OTHER POWERS: The age of Suffrage, Spiritualism and the scandalous Victoria Woodhull
by Barbara Goldsmith
(New York: Alfred A Knopf. 1998)


I don't know why people find history boring when there are great books like this one available. Spanning half the 19th century and filled with famous and forgotten figures, Other Powers chronicles parts of the Spiritualist movement, the fight for women's rights and one family's struggle to survive in a harsh social environment. Sex scandals, blackmail, prudery and hypocrisy make this a fascinating and oftentimes heart breaking record of America before and after the Civil War.
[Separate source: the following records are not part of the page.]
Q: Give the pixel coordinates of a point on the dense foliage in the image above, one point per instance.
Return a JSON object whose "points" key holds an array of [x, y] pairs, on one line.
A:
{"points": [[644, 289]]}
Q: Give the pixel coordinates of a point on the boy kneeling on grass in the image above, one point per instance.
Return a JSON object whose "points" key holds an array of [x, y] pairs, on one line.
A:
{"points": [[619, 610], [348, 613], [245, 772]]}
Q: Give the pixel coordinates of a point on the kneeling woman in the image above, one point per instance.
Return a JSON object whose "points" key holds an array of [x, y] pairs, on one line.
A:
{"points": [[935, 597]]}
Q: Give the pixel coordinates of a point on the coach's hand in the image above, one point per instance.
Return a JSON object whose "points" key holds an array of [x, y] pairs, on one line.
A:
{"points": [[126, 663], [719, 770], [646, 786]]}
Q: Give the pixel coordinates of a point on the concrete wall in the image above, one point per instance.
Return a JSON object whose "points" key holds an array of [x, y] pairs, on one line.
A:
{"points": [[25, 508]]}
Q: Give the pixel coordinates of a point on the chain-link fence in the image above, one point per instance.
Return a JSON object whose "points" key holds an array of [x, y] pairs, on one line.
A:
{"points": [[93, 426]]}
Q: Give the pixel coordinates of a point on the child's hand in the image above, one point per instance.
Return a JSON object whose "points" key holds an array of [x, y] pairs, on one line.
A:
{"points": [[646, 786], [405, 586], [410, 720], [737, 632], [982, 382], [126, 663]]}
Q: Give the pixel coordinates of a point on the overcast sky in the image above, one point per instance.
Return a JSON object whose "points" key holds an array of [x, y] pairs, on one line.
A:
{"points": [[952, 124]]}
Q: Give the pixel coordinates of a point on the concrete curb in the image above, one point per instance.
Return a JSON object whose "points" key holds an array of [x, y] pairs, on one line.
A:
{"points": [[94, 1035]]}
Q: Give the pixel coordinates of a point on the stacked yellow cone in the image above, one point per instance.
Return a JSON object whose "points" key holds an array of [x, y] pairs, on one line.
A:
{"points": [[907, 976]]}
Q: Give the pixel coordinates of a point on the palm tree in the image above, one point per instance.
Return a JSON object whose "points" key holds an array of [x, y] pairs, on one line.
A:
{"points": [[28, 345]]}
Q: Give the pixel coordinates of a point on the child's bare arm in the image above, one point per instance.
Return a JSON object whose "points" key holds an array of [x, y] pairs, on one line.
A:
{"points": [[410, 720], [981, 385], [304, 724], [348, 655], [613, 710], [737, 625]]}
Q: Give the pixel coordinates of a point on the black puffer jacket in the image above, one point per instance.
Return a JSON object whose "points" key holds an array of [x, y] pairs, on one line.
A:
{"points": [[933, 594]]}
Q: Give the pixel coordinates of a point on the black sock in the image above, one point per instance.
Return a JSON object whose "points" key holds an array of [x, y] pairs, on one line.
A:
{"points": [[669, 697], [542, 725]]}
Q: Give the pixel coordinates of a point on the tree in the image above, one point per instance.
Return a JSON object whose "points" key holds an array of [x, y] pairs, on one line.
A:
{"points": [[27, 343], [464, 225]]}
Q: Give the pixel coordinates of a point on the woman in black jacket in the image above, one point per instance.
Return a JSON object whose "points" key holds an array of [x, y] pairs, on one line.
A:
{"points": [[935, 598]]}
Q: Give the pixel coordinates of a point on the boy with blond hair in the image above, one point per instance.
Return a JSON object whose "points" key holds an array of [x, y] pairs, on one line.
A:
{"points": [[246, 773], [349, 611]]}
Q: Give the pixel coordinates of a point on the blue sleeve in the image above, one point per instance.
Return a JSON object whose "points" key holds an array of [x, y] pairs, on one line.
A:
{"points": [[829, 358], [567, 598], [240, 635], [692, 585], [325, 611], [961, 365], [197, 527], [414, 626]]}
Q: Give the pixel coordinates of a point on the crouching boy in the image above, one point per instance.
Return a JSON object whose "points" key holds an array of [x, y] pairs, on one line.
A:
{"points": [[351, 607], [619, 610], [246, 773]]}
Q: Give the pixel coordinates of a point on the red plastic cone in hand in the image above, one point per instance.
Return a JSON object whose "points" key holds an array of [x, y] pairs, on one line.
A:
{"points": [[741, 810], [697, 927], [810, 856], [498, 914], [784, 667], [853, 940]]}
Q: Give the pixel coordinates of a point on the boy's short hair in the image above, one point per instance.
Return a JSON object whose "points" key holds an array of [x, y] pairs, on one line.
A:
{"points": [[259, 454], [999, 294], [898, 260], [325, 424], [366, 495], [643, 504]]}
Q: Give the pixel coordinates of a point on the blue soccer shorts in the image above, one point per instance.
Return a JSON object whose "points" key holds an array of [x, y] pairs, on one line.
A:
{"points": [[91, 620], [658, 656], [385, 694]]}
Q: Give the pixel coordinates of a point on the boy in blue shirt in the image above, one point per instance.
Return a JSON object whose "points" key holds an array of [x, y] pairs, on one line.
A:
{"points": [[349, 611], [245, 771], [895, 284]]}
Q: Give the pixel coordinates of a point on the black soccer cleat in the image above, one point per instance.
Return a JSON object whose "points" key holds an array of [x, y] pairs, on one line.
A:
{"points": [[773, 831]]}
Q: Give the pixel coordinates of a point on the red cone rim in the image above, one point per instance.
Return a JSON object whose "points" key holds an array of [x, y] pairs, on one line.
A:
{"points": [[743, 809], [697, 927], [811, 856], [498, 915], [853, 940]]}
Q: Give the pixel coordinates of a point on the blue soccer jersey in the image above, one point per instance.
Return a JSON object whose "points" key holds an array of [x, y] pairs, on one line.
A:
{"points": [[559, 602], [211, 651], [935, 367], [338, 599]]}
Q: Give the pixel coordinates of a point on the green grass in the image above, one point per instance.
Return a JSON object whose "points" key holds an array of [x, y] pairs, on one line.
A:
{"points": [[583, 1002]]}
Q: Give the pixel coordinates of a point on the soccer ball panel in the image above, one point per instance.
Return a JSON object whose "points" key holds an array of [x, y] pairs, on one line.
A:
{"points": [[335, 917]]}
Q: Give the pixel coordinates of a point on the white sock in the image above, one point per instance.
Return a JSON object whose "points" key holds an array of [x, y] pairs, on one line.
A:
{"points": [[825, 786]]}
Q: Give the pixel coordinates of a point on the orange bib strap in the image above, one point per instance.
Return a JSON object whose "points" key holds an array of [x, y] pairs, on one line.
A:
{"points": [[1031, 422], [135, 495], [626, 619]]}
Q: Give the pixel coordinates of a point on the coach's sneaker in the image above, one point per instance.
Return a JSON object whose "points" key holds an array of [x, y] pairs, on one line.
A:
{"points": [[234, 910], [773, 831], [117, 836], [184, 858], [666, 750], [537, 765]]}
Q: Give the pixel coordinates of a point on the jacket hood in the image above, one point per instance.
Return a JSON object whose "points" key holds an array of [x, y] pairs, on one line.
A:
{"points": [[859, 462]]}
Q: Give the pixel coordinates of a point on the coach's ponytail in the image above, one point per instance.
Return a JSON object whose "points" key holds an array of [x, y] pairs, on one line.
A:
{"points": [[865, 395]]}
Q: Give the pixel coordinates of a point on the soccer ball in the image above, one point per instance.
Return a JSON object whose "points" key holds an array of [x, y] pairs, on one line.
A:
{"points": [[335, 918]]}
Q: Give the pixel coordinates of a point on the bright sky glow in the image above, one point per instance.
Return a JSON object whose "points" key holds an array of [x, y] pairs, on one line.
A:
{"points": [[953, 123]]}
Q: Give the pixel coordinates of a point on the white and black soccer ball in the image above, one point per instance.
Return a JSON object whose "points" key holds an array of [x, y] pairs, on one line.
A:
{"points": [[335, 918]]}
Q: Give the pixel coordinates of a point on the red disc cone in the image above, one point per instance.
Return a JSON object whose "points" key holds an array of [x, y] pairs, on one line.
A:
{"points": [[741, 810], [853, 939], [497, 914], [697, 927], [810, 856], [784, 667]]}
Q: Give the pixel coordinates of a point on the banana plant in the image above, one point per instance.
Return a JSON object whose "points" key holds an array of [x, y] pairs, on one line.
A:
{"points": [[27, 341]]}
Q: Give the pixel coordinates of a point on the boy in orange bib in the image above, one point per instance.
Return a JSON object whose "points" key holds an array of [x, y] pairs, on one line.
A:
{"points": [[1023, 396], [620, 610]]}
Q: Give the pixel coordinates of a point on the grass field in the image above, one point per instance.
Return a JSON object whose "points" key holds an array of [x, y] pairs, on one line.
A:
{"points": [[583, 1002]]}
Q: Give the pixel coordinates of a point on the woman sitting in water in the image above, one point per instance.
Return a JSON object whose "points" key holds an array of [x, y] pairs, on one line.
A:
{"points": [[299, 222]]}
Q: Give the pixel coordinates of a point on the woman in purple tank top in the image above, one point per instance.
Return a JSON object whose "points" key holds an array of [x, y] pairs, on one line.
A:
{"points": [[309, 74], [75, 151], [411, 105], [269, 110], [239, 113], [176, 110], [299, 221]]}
This book is often convoluted at times as the webs of intrigue become more and more tangled over time. Yet this is a true story which makes it all the more fascinating. The author shows us the life history of Virginia Woodhull and her impoverished family as they struggled, schemed and whored to survive. The author also notes the hypocracy of the upper and middle class as they imprisoned their females in corsets and distributed advertisements for houses of prostitution to their males.

This is also the beginnings of the modern women's movement as frustrated middle and upper class women struggled to win basic human rights - the right to own property, the right to keep their children and their own bodies from harm - and the right to vote. Here also is a rising religious movement based on communication from spirits long departed. As mediums, women spoke out, often for the first time in public on many of the issues of the day: slavery, prohibition, and human (women's) rights.

Now, throw in political intrigue, the Free Love movement, the richest man in America, and a sex scandal involving New York's most popular preacher to this mess and you've got history at its best!

This book is a triple winner - it studies the women's movement, it shows the interaction of religion in American life, and it examines a slice of 19th century American life.